Psicológicamente, incluso en la adultez, seguimos buscando figuras de guía: padres, autoridades, jefes, maestros, médicos o líderes espirituales. En ellos depositamos confianza.
Cuando quienes ostentan un rango superior no están bien formados ética y emocionalmente, el daño que pueden causar es profundo, pues confunden, silencian o normalizan conductas que lastiman.
Muchas personas callan tras vivir decepciones, humillaciones o traumas. No por falta de verdad, sino por miedo a incomodar, a ser señaladas o porque una autoestima herida les hace creer que “estorban”. Ese silencio es comprensible.
Sin embargo, el silencio de quienes saben, escuchan y pudieron hacer algo, también perpetúa el mal.

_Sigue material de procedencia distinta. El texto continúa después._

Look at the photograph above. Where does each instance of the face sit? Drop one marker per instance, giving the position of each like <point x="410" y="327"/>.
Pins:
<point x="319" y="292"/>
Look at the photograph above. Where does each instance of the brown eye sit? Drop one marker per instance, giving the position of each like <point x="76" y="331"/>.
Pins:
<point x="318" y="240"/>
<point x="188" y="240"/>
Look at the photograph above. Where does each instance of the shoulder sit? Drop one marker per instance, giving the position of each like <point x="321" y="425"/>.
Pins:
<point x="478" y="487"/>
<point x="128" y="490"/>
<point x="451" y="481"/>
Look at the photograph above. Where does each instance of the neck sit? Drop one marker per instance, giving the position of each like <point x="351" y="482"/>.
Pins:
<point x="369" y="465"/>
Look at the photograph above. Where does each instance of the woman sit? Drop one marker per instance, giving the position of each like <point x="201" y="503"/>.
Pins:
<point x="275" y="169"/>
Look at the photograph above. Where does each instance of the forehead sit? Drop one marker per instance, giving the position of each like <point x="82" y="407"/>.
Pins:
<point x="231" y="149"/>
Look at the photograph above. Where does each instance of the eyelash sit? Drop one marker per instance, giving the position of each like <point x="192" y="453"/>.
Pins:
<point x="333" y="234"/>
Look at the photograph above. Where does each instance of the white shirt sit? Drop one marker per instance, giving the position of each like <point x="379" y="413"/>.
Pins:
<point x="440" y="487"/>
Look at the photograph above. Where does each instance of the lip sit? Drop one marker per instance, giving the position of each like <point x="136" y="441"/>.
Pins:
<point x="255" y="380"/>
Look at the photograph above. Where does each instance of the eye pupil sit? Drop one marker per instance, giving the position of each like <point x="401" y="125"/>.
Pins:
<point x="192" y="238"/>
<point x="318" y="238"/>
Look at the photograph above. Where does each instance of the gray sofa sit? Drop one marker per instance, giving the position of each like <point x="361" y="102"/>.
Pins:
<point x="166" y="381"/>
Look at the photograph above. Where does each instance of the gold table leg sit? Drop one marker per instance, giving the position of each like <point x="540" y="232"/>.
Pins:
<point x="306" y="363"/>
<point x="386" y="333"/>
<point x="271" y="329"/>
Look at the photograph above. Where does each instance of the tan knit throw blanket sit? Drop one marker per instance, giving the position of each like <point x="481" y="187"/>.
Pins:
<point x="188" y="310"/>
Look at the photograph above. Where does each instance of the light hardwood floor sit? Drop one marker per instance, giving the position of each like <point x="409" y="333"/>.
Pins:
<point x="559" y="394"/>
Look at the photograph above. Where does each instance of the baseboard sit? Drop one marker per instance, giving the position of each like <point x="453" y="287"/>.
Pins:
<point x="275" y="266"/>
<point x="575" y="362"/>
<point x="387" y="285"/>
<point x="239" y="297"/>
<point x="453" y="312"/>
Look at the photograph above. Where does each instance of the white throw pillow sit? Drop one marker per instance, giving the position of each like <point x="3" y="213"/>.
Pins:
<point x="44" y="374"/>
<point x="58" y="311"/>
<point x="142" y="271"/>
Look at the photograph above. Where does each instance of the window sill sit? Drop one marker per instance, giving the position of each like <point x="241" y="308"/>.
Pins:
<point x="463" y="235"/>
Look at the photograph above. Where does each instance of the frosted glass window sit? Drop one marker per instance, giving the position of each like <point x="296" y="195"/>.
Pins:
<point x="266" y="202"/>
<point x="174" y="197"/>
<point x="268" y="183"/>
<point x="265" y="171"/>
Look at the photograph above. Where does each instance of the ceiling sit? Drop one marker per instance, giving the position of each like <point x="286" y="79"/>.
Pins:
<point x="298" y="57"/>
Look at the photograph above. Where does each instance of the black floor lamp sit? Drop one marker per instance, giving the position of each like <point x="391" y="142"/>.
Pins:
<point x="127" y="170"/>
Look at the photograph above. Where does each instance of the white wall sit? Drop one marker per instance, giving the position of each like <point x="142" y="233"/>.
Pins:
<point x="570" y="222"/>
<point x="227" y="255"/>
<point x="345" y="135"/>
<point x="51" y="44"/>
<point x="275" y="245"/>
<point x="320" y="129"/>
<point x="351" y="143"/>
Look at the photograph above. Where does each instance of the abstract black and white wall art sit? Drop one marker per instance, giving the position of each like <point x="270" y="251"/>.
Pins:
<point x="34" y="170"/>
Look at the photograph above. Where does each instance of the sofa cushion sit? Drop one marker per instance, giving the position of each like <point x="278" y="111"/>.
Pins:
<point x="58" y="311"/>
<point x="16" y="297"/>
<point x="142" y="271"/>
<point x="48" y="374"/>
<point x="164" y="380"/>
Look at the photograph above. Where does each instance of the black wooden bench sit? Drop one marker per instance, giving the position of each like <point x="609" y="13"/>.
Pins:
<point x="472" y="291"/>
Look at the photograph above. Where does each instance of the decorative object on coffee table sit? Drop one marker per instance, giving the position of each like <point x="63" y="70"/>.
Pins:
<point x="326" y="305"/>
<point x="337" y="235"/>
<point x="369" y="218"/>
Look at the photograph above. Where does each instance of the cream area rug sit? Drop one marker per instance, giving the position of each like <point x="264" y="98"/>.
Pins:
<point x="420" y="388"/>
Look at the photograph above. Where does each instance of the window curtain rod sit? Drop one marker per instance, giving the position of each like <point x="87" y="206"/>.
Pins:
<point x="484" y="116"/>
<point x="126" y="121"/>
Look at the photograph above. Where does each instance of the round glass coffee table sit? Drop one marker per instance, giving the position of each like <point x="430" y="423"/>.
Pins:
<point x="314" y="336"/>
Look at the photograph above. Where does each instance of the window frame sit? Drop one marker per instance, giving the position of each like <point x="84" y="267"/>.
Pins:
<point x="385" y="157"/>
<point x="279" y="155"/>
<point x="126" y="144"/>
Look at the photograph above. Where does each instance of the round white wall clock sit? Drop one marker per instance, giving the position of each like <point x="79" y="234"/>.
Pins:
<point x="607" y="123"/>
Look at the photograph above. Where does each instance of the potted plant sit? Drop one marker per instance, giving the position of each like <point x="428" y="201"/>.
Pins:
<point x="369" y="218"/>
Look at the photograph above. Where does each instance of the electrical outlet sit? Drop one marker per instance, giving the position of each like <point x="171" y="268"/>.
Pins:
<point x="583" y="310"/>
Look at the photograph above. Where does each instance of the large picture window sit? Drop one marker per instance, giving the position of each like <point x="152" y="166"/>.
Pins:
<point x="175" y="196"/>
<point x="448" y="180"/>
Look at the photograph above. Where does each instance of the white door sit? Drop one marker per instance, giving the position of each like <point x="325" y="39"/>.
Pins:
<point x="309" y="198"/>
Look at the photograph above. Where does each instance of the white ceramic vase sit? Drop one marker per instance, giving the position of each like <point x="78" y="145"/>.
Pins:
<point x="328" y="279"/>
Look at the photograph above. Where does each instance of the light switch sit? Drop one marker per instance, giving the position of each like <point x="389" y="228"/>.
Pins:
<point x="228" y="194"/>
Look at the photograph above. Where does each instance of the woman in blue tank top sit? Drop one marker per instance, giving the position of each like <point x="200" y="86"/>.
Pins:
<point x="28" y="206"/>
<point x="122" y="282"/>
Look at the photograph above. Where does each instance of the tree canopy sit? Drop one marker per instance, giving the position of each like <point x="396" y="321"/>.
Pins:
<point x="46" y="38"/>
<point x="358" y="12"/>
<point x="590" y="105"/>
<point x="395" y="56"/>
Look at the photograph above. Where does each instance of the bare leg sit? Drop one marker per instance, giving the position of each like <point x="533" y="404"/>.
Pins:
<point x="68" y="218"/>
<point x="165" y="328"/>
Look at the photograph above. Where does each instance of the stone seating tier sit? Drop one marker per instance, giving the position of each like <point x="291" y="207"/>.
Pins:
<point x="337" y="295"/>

Desde la filosofía y el derecho, la coherencia entre palabra y acción es el verdadero reflejo de la justicia. La ley es una sola y su fundamento ético es accesible a todos; el problema no es la ley, sino cuando sus representantes no están a la altura de ella.
Elegir hacer el bien no siempre es cómodo, pero siempre es necesario. Que las malas experiencias o los falsos guías no te lleven a torcer tu camino. Mantente firme, sin amargura, con dignidad, claridad y diligencia.
Y recuerda que aun en situaciones difíciles, no debemos perder la esperanza ni la entereza.